Compressed medical imaging based on average sparsity model and reweighted analysis of multiple basis pursuit

Abstract

In medical imaging and applications, efficient image sampling and transfer are some of the key fields of research. The compressed sensing (CS) theory has shown that such compression can be performed during the data retrieval process and that the uncompressed image can be retrieved using a computationally flexible optimization method. The objective of this study is to propose compressed medical imaging for a different type of medical images, based on the combination of the average sparsity model and reweighted analysis of multiple basis pursuit (M-BP) reconstruction methods, referred to as multiple basis reweighted analysis (M-BRA). The proposed algorithm includes the joint multiple sparsity averaging to improves the signal sparsity in M-BP. In this study, four types of medical images are opted to fill the gap of lacking a detailed analysis of M-BRA in medical images. The medical dataset consists of magnetic resonance imaging (MRI) data, computed tomography (CT) data, colonoscopy data, and endoscopy data.
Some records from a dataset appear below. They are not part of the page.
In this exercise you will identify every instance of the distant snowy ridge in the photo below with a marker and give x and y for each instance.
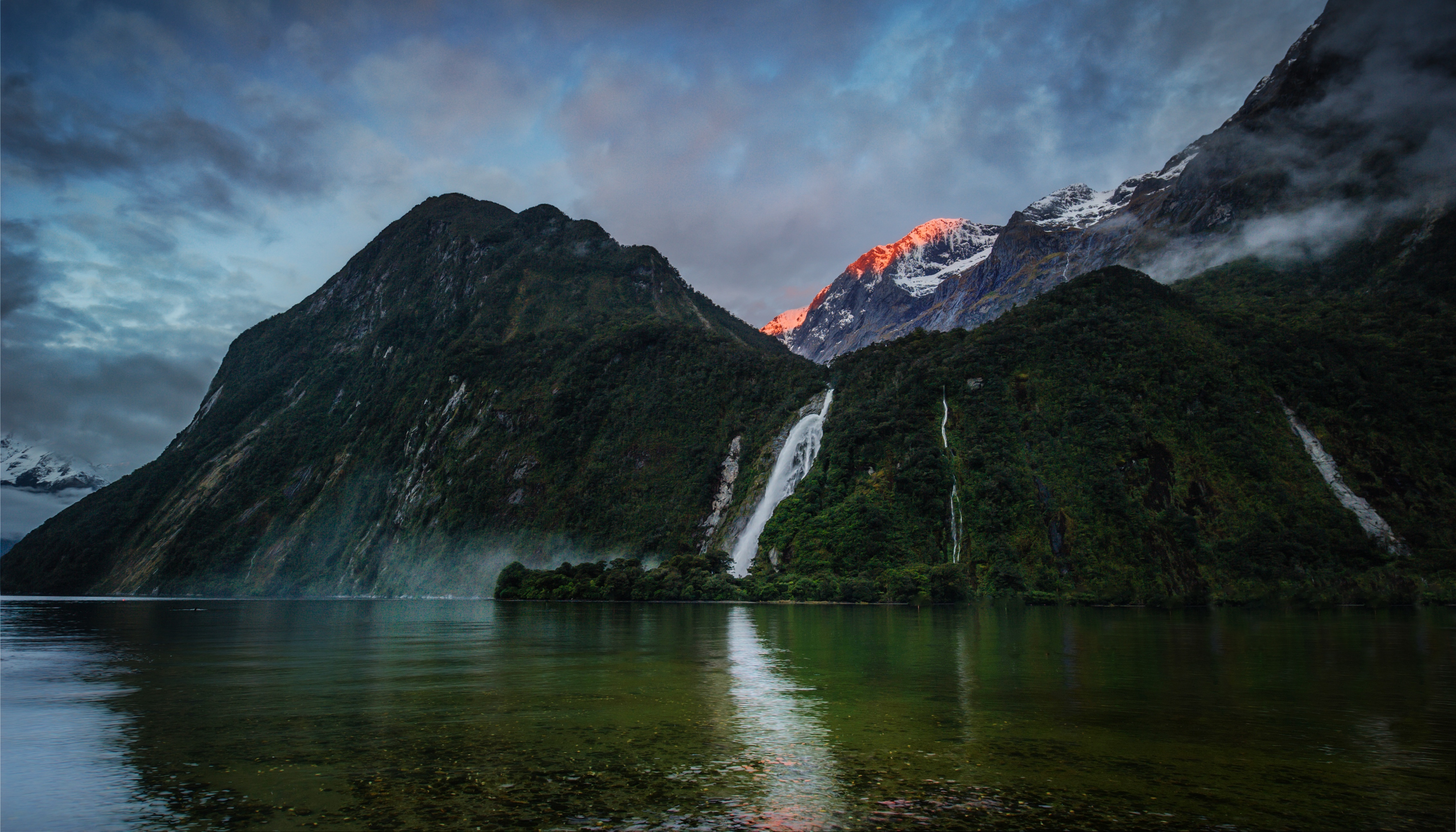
(921, 260)
(32, 468)
(883, 286)
(951, 273)
(1081, 208)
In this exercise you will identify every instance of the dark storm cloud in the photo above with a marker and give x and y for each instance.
(761, 186)
(170, 159)
(1374, 137)
(762, 146)
(21, 267)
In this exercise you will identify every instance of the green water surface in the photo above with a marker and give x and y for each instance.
(478, 715)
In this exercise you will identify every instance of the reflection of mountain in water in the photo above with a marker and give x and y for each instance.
(784, 736)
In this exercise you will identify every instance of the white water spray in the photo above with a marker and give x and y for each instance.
(794, 461)
(1372, 524)
(956, 484)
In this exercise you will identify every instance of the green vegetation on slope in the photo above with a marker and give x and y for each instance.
(474, 384)
(1117, 440)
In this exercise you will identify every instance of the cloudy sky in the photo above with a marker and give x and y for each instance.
(174, 172)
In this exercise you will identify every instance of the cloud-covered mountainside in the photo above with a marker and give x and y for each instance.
(32, 468)
(474, 384)
(479, 387)
(1352, 129)
(35, 484)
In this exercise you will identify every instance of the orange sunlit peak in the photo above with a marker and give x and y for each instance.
(791, 320)
(880, 257)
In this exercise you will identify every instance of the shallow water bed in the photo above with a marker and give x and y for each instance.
(397, 715)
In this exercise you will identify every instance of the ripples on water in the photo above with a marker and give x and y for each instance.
(397, 715)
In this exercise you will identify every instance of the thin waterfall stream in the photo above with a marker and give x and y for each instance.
(793, 464)
(956, 486)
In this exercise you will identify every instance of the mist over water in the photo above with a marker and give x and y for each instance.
(403, 715)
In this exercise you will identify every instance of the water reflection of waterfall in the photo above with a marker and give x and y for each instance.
(794, 461)
(785, 742)
(956, 486)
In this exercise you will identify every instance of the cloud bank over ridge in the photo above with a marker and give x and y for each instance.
(174, 172)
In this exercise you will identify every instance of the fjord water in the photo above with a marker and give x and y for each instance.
(478, 715)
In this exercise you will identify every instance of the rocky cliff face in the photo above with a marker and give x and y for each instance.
(472, 388)
(1350, 130)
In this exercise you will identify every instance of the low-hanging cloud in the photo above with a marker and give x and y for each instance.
(172, 172)
(1352, 132)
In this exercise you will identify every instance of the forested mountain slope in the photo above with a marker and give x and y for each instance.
(1122, 440)
(474, 385)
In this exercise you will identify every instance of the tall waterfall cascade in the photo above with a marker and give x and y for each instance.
(956, 487)
(1372, 522)
(794, 462)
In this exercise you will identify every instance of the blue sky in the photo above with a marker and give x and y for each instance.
(175, 172)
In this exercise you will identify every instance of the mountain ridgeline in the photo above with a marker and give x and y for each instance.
(1014, 411)
(474, 387)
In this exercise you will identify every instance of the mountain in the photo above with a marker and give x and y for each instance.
(474, 387)
(1350, 130)
(32, 468)
(883, 288)
(1263, 432)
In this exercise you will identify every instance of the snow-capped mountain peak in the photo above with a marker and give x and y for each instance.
(24, 465)
(931, 253)
(1080, 206)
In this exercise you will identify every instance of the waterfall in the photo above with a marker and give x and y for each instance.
(956, 486)
(1372, 524)
(794, 461)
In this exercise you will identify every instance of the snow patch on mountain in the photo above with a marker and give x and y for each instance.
(32, 468)
(921, 269)
(1080, 206)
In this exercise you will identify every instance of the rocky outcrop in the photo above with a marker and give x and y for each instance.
(884, 288)
(1321, 148)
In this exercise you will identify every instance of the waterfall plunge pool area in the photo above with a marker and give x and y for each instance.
(479, 715)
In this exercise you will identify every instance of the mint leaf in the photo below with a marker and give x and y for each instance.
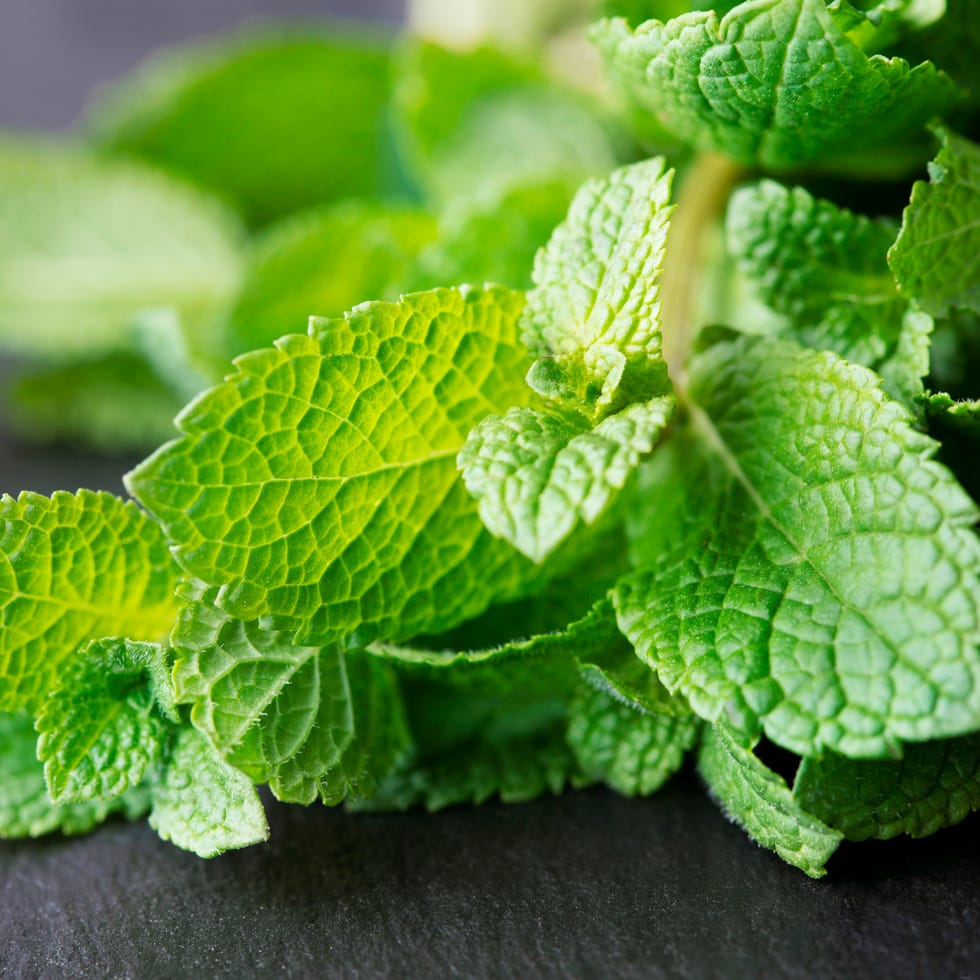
(759, 801)
(825, 269)
(936, 257)
(25, 808)
(593, 322)
(74, 567)
(934, 785)
(593, 319)
(632, 751)
(106, 723)
(87, 244)
(485, 121)
(309, 721)
(317, 486)
(324, 262)
(110, 404)
(273, 122)
(537, 476)
(774, 83)
(811, 571)
(202, 804)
Employing the proposed approach, a signal-to-noise ratio (SNR) of 30 dB was achieved for MRI data on a sampling ratio of M/N = 0.3. SNR of 34, 30, and 34 dB are corresponding to CT, colonoscopy, and endoscopy data on the same sampling ratio of M/N = 0.15. The proposed M-BRA performance indicates the potential for compressed medical imaging analysis with high reconstruction image quality.